Melewati beberapa lorong rumah sakit, naik lift, ngelewatin beberapa orang yang juga duduk dikursi roda, gue akhirnya sampai dikamar rawat inap yang ternyata VIP. Gue kembali dibantu agar bisa berbaring kembali. Mama ikut nyusul masuk sambil bawa barang-barang yang dari UGD.
"Ma, udah jam berapa sih?", tanya gue pada mama yang masih sibuk ngerapihin barang-barang.
"Udah mau jam sebelas.", jawab mama.
Lagi-lagi, gue hanya merespon dengan manggut-manggut kecil.
"Sayang, mama pergi dulu yah.", kata mama lalu nyamperin gue ditempat tidur sambil nyium kening gue. Gue hanya bisa natap dia entah apa yang rasanya ganjel didiri gue sekarang. Gue bahkan lupa apa kejadian kemaren. Tidur semalem mungkin cukup buat gue sedikit amnesia.
Mama pun keluar dari kamar inap. Suara hihgheels-nya mulai menjauh. Artinya dia benar-benar punya urusan yang penting banget hari ini.
***
AUTHOR's
Jennifer berjalan menyusuri berbagai koridor rumah sakit untuk menuju keparkiran segera. Tapi matanya menangkap sosok yang tak lain dan tak bukan adalah Rafa. Ia menghampiri anak cowok yang masih berseragam sekolah itu.
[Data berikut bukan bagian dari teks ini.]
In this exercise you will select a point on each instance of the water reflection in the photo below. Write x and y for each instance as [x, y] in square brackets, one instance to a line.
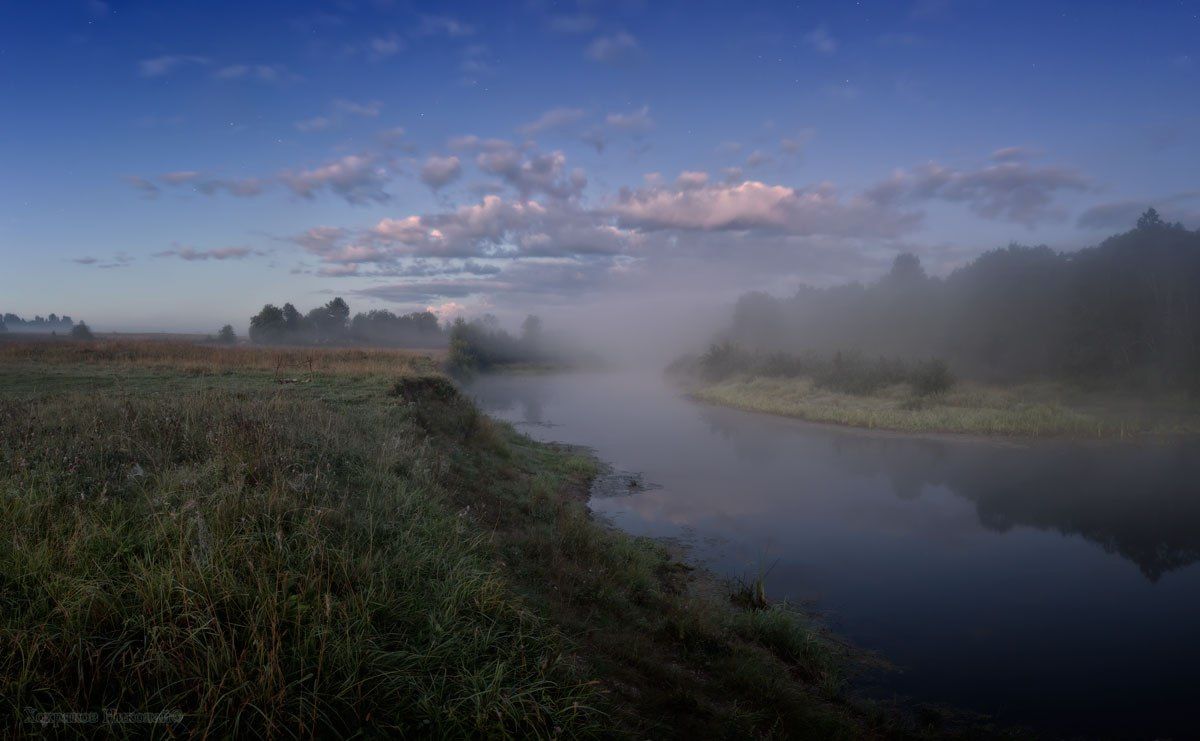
[1138, 501]
[1053, 583]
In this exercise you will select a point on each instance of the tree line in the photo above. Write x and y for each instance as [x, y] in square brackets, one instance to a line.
[12, 323]
[483, 343]
[1126, 311]
[331, 324]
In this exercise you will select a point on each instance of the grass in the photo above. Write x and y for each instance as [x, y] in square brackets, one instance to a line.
[311, 543]
[1027, 411]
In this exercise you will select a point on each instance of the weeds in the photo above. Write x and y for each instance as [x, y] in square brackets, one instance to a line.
[317, 559]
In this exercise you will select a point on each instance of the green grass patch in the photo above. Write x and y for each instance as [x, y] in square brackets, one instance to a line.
[1027, 411]
[353, 547]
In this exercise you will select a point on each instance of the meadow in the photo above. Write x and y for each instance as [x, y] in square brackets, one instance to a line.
[1029, 410]
[306, 542]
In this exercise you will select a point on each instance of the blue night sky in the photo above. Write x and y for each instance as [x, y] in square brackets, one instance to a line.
[174, 166]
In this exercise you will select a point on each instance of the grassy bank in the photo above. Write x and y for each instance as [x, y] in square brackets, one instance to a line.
[1026, 411]
[311, 542]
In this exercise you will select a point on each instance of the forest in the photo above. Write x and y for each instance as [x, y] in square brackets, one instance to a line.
[331, 324]
[1122, 313]
[12, 323]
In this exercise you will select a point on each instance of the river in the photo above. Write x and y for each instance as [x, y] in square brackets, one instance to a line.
[1049, 584]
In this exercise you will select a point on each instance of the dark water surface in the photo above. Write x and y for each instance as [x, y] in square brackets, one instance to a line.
[1051, 584]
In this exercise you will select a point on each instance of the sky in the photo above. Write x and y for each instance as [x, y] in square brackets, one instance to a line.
[175, 166]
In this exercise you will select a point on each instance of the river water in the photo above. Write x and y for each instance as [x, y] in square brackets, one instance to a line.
[1049, 584]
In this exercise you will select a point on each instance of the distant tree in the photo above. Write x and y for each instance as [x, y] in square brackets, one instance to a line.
[82, 331]
[331, 320]
[906, 269]
[293, 321]
[1150, 220]
[268, 325]
[1126, 311]
[462, 356]
[531, 336]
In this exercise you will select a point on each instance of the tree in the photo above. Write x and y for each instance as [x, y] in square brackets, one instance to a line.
[268, 325]
[292, 319]
[82, 331]
[330, 320]
[1150, 220]
[531, 336]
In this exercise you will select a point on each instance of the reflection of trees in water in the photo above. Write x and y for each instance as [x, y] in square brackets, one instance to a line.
[499, 395]
[1137, 501]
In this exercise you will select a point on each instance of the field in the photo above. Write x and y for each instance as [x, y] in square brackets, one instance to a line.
[1027, 411]
[304, 542]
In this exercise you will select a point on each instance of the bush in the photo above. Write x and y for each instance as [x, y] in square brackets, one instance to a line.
[82, 331]
[723, 360]
[851, 373]
[931, 378]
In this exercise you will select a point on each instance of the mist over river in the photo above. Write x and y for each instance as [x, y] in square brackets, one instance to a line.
[1053, 584]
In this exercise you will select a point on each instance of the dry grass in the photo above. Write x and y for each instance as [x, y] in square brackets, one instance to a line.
[1030, 411]
[202, 357]
[365, 552]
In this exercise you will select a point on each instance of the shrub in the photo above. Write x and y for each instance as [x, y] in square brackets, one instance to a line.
[723, 360]
[82, 331]
[851, 373]
[931, 378]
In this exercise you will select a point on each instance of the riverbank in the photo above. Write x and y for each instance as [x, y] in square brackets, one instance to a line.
[312, 542]
[971, 409]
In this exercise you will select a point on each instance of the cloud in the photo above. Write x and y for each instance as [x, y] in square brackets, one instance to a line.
[161, 66]
[149, 190]
[439, 172]
[341, 110]
[443, 25]
[427, 291]
[532, 173]
[1007, 191]
[753, 205]
[553, 119]
[382, 47]
[118, 260]
[221, 253]
[262, 73]
[315, 124]
[241, 187]
[369, 109]
[796, 145]
[821, 41]
[474, 64]
[757, 158]
[1123, 214]
[1014, 154]
[636, 121]
[571, 24]
[359, 179]
[618, 48]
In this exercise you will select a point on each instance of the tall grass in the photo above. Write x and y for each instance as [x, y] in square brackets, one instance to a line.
[322, 559]
[199, 357]
[969, 409]
[262, 566]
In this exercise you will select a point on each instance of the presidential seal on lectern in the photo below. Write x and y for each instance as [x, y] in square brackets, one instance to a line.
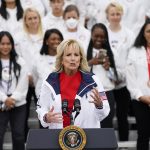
[72, 138]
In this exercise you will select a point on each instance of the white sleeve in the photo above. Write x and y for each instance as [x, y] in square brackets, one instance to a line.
[131, 76]
[21, 90]
[102, 113]
[3, 96]
[43, 104]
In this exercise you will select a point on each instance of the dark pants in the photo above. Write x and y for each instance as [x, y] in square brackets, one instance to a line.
[122, 98]
[16, 117]
[108, 121]
[142, 115]
[30, 95]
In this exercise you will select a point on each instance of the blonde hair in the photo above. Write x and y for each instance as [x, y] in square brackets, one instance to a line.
[40, 31]
[116, 5]
[61, 50]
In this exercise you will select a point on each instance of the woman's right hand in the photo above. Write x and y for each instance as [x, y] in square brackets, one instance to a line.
[145, 99]
[52, 117]
[10, 103]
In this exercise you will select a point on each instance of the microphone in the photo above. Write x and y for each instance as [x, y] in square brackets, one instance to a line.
[65, 106]
[77, 107]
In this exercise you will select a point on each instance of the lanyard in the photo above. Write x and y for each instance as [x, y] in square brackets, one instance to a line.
[148, 60]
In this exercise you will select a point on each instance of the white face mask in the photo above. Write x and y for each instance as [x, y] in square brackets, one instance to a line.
[71, 23]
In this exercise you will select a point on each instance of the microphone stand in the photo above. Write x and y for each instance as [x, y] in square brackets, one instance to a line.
[71, 119]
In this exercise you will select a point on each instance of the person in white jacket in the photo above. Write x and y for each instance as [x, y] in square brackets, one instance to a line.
[11, 14]
[54, 19]
[72, 80]
[120, 39]
[13, 90]
[100, 59]
[138, 83]
[28, 44]
[37, 4]
[72, 27]
[44, 63]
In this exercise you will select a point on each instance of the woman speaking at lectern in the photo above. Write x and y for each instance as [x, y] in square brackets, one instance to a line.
[72, 80]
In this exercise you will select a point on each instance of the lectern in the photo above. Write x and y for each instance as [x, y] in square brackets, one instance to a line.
[48, 139]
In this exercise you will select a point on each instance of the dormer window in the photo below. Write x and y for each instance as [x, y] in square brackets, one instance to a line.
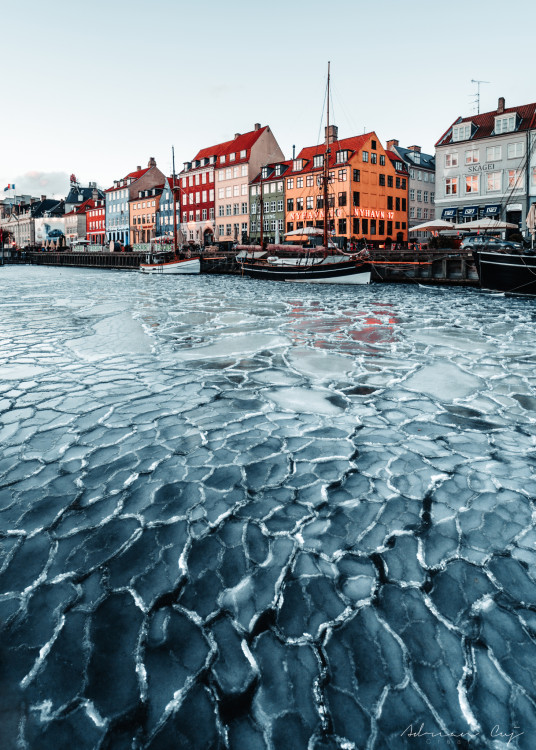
[505, 124]
[462, 132]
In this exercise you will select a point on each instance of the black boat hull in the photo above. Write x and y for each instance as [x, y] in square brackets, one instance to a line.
[344, 272]
[504, 272]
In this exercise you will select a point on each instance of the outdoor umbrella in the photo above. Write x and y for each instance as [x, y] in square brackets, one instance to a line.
[478, 224]
[434, 225]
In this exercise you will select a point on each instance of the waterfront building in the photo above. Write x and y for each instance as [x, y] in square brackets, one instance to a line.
[78, 194]
[143, 209]
[367, 192]
[119, 196]
[268, 186]
[421, 194]
[481, 166]
[215, 186]
[164, 215]
[30, 224]
[76, 222]
[96, 223]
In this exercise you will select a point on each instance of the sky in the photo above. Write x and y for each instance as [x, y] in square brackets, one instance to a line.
[97, 88]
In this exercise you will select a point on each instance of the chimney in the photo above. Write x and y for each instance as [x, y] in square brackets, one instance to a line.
[331, 134]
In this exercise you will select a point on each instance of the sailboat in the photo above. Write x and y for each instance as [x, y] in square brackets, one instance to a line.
[162, 260]
[324, 264]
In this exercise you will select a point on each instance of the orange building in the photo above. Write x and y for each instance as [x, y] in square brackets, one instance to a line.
[367, 191]
[143, 210]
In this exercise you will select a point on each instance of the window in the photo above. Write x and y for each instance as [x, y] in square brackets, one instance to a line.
[471, 157]
[461, 132]
[505, 124]
[494, 181]
[515, 150]
[471, 183]
[493, 153]
[451, 186]
[514, 179]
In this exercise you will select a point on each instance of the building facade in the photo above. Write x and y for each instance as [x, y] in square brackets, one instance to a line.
[269, 187]
[483, 166]
[421, 194]
[143, 210]
[119, 196]
[367, 195]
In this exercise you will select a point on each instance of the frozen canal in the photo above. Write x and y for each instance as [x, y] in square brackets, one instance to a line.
[238, 514]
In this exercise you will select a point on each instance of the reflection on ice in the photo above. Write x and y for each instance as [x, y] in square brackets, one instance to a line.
[302, 523]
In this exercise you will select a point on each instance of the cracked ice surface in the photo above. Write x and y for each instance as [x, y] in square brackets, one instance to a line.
[256, 516]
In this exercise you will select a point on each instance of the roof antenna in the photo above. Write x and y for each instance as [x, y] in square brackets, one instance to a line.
[477, 100]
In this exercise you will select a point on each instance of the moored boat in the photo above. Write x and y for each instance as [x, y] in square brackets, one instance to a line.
[506, 271]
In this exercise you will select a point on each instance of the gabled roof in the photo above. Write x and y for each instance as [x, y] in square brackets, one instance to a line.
[272, 175]
[485, 123]
[242, 142]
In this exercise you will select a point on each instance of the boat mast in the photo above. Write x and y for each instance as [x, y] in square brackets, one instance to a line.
[174, 203]
[325, 181]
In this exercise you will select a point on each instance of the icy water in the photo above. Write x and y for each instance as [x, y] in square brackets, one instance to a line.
[240, 514]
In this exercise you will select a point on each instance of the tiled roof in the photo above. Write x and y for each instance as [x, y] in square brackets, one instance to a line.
[485, 123]
[242, 142]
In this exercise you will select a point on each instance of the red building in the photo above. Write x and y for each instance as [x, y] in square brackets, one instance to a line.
[96, 223]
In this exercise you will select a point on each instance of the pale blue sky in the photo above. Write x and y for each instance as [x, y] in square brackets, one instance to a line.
[97, 88]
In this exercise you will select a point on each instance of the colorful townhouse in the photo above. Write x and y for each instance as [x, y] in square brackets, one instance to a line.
[96, 223]
[269, 187]
[119, 196]
[215, 186]
[143, 210]
[367, 194]
[164, 215]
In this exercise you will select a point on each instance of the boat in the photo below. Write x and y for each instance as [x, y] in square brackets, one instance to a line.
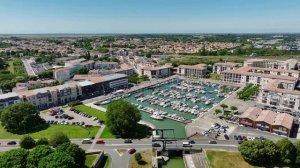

"Oh, hai tan. Mau kemana?", sapa Rafa duluan sambil menyalimi tangan Jennifer.
"Kamu mau ke UGD?"
"Iya tan. Emang kenapa?"
"Gini, tante harus pergi ke perceraian hari ini. Rein udah pindah kekamar inap VIP di lantai dua. Tante harap kamu jagain dia.", kata Jennifer sambil memegang kedua bahu Rafa.
"I-Iya tante.", jawab Rafa sedikit tergagap. Rafa membalikkan tubuhnya dan berjalan kembali menuju lift.
"Eh Raf, tunggu. Kamu jam segini bolos?", tanya Jennifer dari belakang punggungnya yang membuat Rafa kaget. Sedetik kemudian, ekspresinya kembali berubah santai.
"Engga tan. Tadi ada rapat guru jadi saya pulang cepet.", kata Rafa berbohong. Ia tadi menyempatkan dirinya ketoilet sebelum bel masuk berbunyi.
"Trus Ab–"
"Abi lagi ngejemput temen-temen tante. Dia nanti nyusul kok. Kalo gitu saya duluan yah tan, kasian Reinnya sendirian.", seakan tau apa yang ditanyakan oleh Jennifer, Rafa langsng menjawabnya dan berusaha cepat untuk kekamar Rein. Ia takut ditanya yang macam-macam lagi.
KAMU SEDANG MEMBACA
O'Clock [REVISI]
Fiksi RemajaIni kisah persahabatan, lika-liku hidup, juga kisah cinta yang sulit dijelaskan. Sebuah kisah perasaan yang terpendam, mencarinya, dan pada akhirnya menemukan akhir kebahagiaannya. Ini kisah enam orang sahabat yang menemukan hidup mereka dikisahnya...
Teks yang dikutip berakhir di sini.